Peut-être, les chartes pourraient être envisagées comme des formes souples
d’institutionnalisation. En effet, les chartes consacrent en général, des coopérations entre
acteurs hétérogènes, du point de vue de leur compétence et de leur statut. Elles sanctionnent
aussi des mises en connexions qui n’ont que rarement un statut institutionnel mais qui
reposent, pour une grande part, sur des expériences partagées et des relations
interpersonnelles. Les chartes sont des mises en mots, et ce faisant, des mises en
représentation de quelque chose qui s’est déjà expérimenté dans la pratique. Elles sont ainsi,
une occasion de donner une certaine consistance à des relations nouées de manière quasispontanée, de les consolider en leur conférant une certaine visibilité.

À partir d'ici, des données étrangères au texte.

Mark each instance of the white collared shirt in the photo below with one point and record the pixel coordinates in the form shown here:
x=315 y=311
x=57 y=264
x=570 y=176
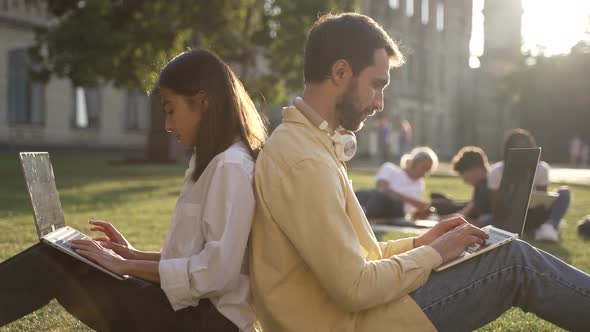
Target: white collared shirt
x=204 y=252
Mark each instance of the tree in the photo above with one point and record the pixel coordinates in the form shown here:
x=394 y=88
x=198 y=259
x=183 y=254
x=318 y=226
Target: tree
x=551 y=96
x=126 y=42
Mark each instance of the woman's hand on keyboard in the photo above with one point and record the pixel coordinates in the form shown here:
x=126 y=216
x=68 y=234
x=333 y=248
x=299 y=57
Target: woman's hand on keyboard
x=95 y=252
x=113 y=240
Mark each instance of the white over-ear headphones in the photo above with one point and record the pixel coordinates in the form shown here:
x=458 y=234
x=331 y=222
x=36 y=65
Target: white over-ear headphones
x=344 y=140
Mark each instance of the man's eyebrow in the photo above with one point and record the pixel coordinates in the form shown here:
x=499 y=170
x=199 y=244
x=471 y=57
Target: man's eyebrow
x=381 y=81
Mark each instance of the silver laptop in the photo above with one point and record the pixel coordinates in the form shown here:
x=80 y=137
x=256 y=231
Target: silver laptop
x=49 y=218
x=512 y=203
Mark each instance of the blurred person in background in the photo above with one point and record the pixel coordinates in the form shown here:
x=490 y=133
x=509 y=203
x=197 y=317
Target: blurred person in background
x=399 y=190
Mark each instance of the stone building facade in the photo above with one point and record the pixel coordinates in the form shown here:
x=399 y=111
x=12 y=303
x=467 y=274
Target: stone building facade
x=58 y=114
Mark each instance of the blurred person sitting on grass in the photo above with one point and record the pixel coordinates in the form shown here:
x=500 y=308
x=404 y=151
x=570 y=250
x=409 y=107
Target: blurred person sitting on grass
x=316 y=265
x=400 y=190
x=543 y=222
x=198 y=281
x=471 y=163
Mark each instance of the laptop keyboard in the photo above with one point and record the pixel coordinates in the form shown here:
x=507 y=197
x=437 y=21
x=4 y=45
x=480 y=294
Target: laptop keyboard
x=73 y=235
x=493 y=238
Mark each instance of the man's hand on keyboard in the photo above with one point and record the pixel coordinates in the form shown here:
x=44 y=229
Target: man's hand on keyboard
x=454 y=242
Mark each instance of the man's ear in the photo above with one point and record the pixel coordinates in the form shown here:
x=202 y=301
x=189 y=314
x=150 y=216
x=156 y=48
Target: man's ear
x=341 y=72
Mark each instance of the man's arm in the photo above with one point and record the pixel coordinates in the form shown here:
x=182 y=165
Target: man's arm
x=309 y=206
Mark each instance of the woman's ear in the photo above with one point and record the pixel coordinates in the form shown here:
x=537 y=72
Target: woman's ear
x=201 y=100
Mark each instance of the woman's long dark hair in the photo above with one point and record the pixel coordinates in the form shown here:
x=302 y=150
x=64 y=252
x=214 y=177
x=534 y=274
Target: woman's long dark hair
x=231 y=113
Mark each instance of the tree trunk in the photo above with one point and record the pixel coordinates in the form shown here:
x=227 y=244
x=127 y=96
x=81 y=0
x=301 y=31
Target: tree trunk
x=158 y=142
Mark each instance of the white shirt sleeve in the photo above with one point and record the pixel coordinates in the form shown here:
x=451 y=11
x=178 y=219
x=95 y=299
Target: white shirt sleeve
x=228 y=210
x=542 y=175
x=495 y=176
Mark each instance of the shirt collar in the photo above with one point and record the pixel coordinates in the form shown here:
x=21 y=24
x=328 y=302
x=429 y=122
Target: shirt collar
x=293 y=115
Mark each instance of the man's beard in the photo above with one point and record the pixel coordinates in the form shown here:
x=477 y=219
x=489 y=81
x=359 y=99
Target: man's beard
x=351 y=116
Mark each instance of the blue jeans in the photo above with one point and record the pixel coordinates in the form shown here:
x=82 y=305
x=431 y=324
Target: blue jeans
x=476 y=292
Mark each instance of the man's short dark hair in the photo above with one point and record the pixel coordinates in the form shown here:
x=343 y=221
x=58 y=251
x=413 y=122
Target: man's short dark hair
x=348 y=36
x=468 y=158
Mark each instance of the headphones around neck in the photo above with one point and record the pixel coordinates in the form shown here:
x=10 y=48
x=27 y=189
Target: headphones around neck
x=344 y=140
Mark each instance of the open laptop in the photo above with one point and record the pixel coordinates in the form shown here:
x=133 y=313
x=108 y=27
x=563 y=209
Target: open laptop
x=512 y=203
x=49 y=218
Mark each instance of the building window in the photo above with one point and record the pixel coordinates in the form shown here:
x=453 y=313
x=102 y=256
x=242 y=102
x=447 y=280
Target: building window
x=442 y=74
x=86 y=107
x=424 y=15
x=26 y=97
x=136 y=110
x=409 y=8
x=440 y=16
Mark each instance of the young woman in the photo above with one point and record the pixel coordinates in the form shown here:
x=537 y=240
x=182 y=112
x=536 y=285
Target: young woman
x=400 y=189
x=198 y=281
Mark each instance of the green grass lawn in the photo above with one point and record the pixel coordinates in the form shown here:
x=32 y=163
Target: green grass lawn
x=140 y=199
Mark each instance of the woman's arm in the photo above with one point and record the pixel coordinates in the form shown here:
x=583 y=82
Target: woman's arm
x=227 y=213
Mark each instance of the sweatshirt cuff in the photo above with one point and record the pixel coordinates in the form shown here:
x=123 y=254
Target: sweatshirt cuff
x=174 y=282
x=405 y=244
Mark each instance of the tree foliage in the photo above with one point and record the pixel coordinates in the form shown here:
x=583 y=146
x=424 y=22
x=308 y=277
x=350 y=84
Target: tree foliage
x=552 y=99
x=127 y=41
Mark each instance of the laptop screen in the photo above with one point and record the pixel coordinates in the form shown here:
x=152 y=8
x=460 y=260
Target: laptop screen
x=513 y=197
x=44 y=196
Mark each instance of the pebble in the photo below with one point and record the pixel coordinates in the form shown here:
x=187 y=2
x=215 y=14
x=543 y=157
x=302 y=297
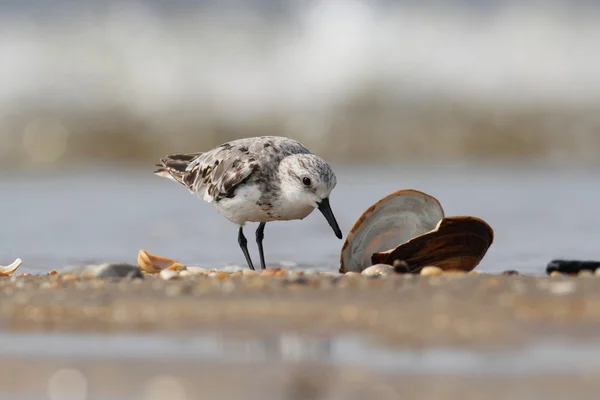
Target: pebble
x=584 y=273
x=274 y=272
x=562 y=288
x=219 y=275
x=378 y=269
x=116 y=271
x=431 y=270
x=249 y=272
x=197 y=270
x=168 y=274
x=177 y=267
x=185 y=273
x=401 y=267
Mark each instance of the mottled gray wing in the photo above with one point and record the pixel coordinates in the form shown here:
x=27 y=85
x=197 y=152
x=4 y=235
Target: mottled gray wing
x=219 y=172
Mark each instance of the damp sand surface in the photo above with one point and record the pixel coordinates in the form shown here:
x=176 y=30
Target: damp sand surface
x=301 y=335
x=99 y=214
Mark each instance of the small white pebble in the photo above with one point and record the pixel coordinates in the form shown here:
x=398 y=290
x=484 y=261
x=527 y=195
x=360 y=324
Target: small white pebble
x=185 y=273
x=168 y=274
x=431 y=271
x=197 y=270
x=562 y=288
x=248 y=271
x=287 y=264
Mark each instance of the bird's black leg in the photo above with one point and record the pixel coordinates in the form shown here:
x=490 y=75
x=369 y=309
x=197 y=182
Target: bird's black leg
x=260 y=235
x=244 y=245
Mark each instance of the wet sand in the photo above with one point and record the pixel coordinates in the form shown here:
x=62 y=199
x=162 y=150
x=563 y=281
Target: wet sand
x=485 y=313
x=408 y=310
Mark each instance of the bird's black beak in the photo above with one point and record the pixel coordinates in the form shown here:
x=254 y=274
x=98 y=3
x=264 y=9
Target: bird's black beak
x=325 y=208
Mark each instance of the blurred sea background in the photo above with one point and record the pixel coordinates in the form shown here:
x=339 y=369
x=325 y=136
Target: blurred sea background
x=491 y=106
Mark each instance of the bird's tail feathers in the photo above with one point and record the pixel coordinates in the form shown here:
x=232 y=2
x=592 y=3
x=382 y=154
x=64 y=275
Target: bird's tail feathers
x=175 y=167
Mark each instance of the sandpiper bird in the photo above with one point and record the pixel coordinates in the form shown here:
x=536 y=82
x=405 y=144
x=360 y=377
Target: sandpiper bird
x=257 y=179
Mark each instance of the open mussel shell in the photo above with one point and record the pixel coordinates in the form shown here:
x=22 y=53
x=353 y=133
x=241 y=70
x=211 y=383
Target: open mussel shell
x=391 y=221
x=8 y=270
x=457 y=243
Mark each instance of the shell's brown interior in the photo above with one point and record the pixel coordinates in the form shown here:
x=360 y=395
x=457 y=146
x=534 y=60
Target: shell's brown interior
x=458 y=243
x=391 y=221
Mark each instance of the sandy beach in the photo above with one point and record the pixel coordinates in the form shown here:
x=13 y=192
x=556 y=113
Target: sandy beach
x=481 y=309
x=491 y=314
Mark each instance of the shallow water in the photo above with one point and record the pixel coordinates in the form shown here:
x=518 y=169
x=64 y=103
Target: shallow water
x=55 y=219
x=550 y=355
x=59 y=366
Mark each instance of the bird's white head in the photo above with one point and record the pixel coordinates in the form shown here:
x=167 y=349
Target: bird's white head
x=308 y=180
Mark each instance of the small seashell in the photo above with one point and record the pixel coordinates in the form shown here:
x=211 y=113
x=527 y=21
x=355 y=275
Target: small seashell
x=121 y=270
x=393 y=220
x=169 y=274
x=152 y=264
x=197 y=270
x=378 y=269
x=249 y=272
x=431 y=270
x=409 y=227
x=177 y=267
x=10 y=269
x=273 y=272
x=220 y=275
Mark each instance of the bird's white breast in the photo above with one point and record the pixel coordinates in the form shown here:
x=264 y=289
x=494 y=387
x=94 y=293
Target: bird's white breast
x=243 y=207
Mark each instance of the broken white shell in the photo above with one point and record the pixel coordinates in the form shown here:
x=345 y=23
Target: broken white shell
x=8 y=270
x=153 y=264
x=393 y=220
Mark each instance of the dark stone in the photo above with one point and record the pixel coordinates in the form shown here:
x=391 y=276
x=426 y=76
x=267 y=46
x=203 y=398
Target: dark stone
x=571 y=266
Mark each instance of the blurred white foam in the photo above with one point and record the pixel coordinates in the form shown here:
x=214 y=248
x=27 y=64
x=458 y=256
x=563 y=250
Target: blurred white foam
x=67 y=384
x=306 y=70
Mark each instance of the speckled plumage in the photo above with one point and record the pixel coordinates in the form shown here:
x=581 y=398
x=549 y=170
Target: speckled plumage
x=258 y=179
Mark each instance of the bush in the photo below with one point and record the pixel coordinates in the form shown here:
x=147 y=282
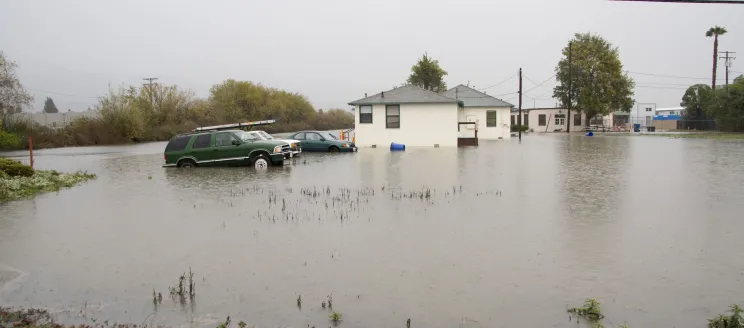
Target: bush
x=9 y=140
x=13 y=168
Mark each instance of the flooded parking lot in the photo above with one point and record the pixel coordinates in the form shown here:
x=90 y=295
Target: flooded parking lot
x=502 y=235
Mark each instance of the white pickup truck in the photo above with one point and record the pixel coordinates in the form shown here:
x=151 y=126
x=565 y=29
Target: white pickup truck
x=294 y=145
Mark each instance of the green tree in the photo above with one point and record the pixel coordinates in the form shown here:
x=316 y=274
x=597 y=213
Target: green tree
x=13 y=97
x=714 y=32
x=728 y=106
x=598 y=84
x=428 y=75
x=49 y=106
x=696 y=102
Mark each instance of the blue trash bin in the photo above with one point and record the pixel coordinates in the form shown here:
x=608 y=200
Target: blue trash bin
x=397 y=147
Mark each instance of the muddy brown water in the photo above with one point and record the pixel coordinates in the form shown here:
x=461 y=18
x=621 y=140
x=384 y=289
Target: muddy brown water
x=503 y=235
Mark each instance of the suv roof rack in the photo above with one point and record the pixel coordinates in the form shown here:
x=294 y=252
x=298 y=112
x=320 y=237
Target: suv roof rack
x=234 y=126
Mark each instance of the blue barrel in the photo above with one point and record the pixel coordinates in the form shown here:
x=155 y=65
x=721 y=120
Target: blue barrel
x=396 y=147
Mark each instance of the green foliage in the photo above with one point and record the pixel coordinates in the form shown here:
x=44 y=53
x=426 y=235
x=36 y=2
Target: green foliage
x=49 y=106
x=734 y=320
x=427 y=74
x=517 y=127
x=15 y=169
x=13 y=96
x=9 y=140
x=598 y=83
x=696 y=101
x=335 y=317
x=159 y=112
x=18 y=187
x=590 y=311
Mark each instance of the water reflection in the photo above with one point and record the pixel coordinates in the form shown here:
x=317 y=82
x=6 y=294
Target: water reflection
x=647 y=225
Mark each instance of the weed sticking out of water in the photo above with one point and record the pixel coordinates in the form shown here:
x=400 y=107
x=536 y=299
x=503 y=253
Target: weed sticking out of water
x=734 y=320
x=590 y=312
x=335 y=318
x=225 y=324
x=183 y=291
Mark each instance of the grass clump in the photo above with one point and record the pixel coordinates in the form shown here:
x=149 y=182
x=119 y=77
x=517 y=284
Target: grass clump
x=590 y=312
x=734 y=320
x=18 y=181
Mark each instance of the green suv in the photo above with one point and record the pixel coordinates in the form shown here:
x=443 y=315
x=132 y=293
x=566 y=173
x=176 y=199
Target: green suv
x=224 y=148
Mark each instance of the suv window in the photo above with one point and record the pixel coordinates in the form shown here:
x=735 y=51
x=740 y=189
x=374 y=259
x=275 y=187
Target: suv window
x=223 y=139
x=202 y=141
x=178 y=143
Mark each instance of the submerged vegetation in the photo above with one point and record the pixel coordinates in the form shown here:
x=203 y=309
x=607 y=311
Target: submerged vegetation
x=18 y=181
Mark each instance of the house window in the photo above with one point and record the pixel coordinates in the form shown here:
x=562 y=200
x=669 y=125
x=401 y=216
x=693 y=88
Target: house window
x=490 y=118
x=392 y=116
x=560 y=119
x=365 y=114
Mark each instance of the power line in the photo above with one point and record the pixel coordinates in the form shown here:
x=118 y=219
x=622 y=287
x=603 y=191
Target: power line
x=498 y=84
x=543 y=82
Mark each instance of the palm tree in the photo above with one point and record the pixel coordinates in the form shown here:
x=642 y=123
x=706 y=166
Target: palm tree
x=714 y=32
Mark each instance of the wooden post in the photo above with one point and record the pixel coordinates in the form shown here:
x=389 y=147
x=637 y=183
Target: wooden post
x=31 y=151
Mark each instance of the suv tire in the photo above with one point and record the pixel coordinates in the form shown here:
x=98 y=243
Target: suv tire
x=261 y=162
x=186 y=163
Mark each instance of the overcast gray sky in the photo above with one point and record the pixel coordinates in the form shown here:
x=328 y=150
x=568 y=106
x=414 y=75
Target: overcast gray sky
x=333 y=51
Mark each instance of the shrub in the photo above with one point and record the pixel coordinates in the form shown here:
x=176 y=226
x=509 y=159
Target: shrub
x=516 y=128
x=9 y=140
x=13 y=168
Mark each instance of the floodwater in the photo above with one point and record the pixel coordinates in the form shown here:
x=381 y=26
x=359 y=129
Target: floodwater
x=502 y=235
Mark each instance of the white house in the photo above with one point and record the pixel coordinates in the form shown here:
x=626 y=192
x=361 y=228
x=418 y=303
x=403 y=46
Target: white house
x=643 y=114
x=490 y=114
x=408 y=115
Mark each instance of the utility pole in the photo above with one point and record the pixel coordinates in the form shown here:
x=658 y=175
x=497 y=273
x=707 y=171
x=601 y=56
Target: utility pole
x=570 y=65
x=149 y=86
x=519 y=118
x=728 y=62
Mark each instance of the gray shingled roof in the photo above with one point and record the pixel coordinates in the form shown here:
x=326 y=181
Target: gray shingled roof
x=409 y=94
x=474 y=98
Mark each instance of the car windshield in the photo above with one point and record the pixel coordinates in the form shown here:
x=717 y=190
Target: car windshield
x=328 y=136
x=245 y=136
x=266 y=135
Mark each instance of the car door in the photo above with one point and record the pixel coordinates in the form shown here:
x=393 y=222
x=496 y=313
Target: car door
x=314 y=141
x=300 y=137
x=202 y=150
x=228 y=148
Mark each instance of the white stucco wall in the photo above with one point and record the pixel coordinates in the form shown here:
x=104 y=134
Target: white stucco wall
x=478 y=115
x=421 y=125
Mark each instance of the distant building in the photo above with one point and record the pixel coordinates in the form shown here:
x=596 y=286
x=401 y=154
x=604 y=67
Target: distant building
x=667 y=119
x=54 y=120
x=643 y=114
x=556 y=119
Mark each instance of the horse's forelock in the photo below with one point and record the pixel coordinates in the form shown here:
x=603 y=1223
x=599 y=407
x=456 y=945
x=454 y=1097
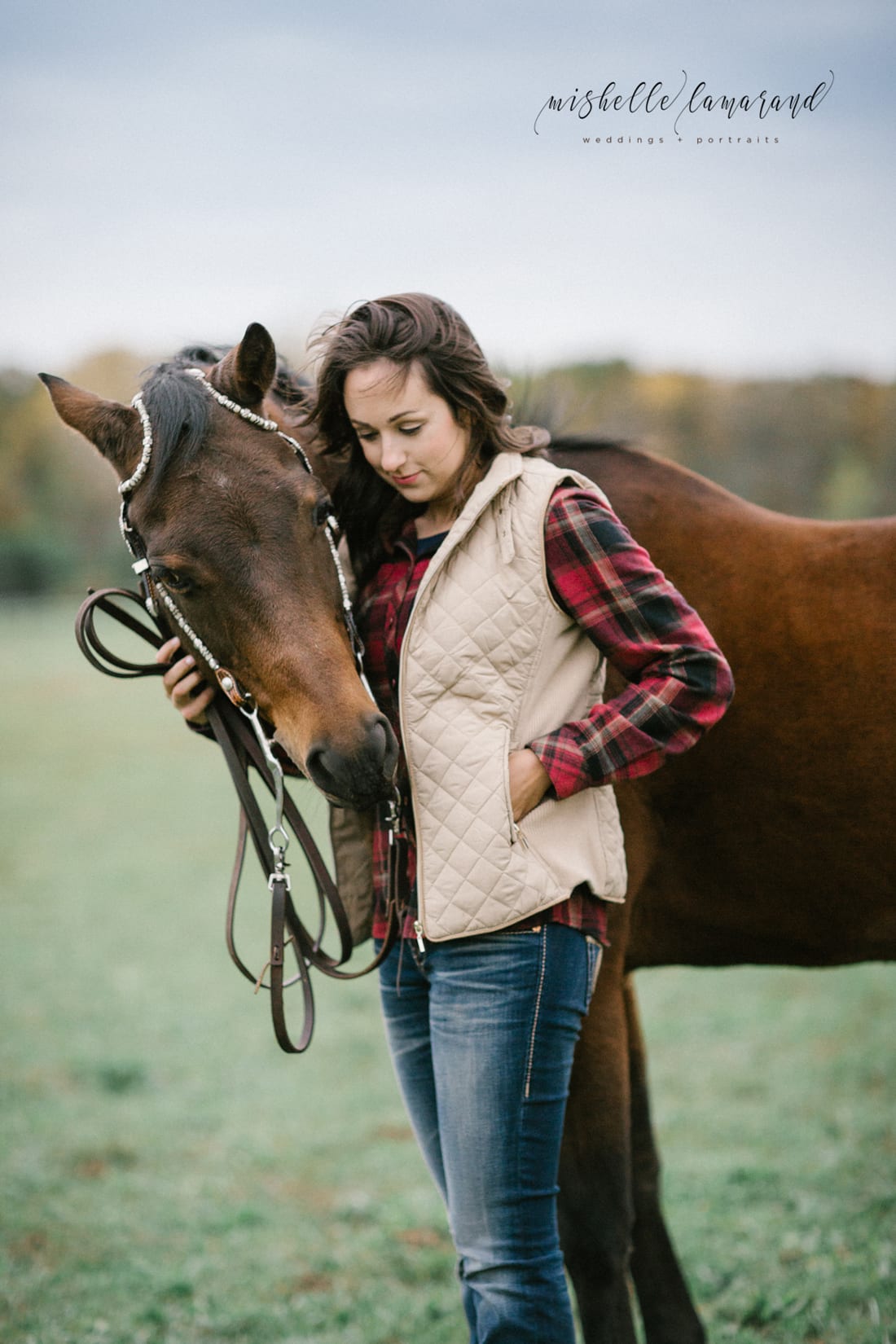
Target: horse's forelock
x=179 y=411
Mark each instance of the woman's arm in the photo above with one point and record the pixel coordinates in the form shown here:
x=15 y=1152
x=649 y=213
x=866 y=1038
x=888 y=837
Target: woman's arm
x=679 y=680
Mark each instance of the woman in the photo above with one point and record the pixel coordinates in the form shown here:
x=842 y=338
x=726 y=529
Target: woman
x=494 y=587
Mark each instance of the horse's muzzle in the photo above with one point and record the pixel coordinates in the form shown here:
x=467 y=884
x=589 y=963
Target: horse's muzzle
x=362 y=777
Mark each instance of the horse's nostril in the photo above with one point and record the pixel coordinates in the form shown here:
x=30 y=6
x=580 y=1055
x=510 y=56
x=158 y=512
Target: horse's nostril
x=362 y=773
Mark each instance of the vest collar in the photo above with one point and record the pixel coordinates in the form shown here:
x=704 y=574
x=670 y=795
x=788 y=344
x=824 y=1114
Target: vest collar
x=504 y=468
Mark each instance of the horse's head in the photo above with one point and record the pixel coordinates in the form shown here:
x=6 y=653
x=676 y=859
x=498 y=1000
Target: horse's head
x=234 y=531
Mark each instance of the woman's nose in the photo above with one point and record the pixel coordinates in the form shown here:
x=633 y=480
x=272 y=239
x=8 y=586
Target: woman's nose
x=393 y=452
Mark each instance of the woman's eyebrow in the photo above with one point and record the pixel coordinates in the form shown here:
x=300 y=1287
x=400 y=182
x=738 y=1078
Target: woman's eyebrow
x=397 y=415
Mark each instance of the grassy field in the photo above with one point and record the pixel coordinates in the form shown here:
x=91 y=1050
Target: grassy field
x=168 y=1175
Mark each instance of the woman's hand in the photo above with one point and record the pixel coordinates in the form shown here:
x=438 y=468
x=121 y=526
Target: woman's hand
x=184 y=687
x=529 y=781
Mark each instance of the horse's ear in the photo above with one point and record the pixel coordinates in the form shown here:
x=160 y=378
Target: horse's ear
x=115 y=429
x=248 y=371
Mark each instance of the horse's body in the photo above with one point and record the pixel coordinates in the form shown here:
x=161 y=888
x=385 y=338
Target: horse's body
x=773 y=841
x=769 y=843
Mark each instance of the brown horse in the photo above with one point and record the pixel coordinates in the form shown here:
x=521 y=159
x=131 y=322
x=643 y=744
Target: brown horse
x=233 y=525
x=739 y=851
x=771 y=843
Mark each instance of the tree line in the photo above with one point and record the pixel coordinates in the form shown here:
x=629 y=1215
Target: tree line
x=821 y=446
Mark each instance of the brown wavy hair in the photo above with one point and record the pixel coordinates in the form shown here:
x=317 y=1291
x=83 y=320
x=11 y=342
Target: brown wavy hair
x=407 y=330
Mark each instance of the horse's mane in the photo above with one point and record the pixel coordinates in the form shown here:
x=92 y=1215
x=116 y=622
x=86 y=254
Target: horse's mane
x=179 y=411
x=179 y=406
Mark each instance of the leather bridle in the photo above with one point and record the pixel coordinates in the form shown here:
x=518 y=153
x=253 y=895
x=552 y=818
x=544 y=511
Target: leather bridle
x=239 y=731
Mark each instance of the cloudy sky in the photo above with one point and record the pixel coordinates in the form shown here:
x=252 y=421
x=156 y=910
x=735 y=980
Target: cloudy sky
x=171 y=173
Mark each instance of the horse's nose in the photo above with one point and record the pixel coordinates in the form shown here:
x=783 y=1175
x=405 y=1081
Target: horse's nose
x=362 y=775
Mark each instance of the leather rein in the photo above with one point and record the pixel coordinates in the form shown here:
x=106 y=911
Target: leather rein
x=235 y=725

Les réseaux de lutte contre les exclusions qui se sont tissés de façon le plus souvent
informelle dans le département de la Loire gagneraient peut-être en consolidation « à mettre
en mot » et formaliser ce qui les rassemble au travers de l’élaboration de chartes.
1
Bien souvent d’ailleurs (mais pas toujours), quand une institution participe à un réseau, c’est au travers d’une
personne nommément désignée (ou un groupe de personnes).